Heterochelus lugens

Scientific classification
- Kingdom: Animalia
- Phylum: Arthropoda
- Clade: Pancrustacea
- Class: Insecta
- Order: Coleoptera
- Suborder: Polyphaga
- Infraorder: Scarabaeiformia
- Family: Scarabaeidae
- Genus: Heterochelus
- Species: H. lugens
- Binomial name: Heterochelus lugens Burmeister, 1844

= Heterochelus lugens =

- Genus: Heterochelus
- Species: lugens
- Authority: Burmeister, 1844

Species of beetle

Heterochelus lugens is a species of beetle of the family Scarabaeidae. It is found in the Western Cape province of South Africa.

== Description ==
Adults reach a length of about 5 mm. Males are black, with the elytra chestnut-brown or occasionally black. The head and pronotum are clothed with a short, erect, black pubescence, and the pronotum is deeply grooved from the base to a short distance from the apex.

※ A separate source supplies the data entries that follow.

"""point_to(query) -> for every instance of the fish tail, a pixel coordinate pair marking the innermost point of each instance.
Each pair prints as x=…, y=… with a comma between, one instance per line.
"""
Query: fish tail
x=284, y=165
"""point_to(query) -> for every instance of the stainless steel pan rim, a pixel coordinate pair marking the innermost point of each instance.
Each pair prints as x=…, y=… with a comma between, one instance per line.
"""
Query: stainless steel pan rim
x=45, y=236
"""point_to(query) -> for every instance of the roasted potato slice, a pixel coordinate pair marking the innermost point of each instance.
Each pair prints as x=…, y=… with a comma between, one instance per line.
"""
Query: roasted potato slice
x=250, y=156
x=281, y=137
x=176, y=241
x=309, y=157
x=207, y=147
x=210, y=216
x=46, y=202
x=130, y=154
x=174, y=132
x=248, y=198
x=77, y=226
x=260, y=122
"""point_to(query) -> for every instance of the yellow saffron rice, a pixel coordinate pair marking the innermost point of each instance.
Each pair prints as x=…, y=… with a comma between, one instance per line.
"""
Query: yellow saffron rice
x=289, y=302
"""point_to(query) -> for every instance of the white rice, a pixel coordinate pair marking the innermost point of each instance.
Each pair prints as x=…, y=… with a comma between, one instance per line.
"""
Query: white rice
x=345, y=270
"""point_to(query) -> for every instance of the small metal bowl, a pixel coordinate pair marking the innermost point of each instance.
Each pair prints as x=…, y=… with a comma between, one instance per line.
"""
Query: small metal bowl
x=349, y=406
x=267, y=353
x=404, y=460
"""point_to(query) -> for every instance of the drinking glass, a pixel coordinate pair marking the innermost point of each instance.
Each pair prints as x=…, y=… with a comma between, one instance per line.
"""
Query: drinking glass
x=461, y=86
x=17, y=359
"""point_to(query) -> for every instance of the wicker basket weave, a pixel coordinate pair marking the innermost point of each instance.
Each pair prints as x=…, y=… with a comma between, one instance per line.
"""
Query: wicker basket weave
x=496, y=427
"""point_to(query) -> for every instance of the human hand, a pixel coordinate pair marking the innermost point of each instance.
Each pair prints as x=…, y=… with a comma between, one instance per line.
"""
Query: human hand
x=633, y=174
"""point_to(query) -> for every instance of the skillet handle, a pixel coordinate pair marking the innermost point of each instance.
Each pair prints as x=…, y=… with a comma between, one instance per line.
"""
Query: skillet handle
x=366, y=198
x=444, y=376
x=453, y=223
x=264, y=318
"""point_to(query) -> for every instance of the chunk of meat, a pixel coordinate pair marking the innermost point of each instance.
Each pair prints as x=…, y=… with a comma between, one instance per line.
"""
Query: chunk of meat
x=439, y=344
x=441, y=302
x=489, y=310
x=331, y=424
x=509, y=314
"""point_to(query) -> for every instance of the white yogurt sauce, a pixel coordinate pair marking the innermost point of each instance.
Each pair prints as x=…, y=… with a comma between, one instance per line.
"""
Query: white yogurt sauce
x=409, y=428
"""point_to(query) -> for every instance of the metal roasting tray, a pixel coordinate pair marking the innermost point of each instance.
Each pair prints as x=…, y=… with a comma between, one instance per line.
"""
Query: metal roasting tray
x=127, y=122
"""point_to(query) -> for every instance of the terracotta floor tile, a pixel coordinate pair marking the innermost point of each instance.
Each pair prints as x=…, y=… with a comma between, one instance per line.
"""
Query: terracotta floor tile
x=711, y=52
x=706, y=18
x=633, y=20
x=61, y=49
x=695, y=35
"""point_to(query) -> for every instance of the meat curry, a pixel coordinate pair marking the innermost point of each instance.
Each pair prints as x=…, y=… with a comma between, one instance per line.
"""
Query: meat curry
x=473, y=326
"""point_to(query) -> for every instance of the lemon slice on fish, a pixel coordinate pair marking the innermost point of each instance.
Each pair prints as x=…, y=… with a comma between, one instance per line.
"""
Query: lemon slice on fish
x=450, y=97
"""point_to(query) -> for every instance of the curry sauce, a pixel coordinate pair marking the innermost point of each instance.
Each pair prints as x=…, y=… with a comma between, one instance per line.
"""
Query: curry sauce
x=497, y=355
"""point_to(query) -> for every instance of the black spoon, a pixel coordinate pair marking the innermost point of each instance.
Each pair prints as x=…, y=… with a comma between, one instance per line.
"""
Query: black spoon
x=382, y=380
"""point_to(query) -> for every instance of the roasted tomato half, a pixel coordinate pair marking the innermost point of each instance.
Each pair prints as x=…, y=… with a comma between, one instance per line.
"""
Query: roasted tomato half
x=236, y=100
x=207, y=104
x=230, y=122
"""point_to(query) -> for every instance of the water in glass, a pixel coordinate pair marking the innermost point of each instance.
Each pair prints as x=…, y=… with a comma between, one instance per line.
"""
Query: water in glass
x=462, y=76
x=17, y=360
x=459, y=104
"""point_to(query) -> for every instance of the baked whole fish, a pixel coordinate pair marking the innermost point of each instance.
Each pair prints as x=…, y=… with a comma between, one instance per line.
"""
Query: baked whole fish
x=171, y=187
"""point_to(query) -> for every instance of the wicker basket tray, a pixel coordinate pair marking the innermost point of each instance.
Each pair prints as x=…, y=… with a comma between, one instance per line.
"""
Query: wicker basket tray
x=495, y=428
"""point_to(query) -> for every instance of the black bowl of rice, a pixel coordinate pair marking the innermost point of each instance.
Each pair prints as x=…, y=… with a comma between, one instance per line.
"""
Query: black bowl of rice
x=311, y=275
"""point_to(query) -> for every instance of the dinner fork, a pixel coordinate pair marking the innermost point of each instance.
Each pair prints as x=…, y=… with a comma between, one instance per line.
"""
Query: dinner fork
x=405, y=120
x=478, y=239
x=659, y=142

The scutellum is covered with yellow ovate scales. The elytra are closely punctured and have three more or less obliterated bands of ovate yellow scales on each side, intermingled with a very short, sub-appressed, blackish pubescence. The propygidium and abdomen are edged with yellow scales and thick squamose hairs. The pygidium is deeply punctured, with a small squamose hair in each puncture. The legs are reddish. Females are similar to males in colour, but the pronotum is more densely villose, and the hairs are lighter, the scales are replaced by squamose hairs which cover the scutellum and the pygidial area,
and the elytra have only a sutural and a narrow outer marginal band of these hairs.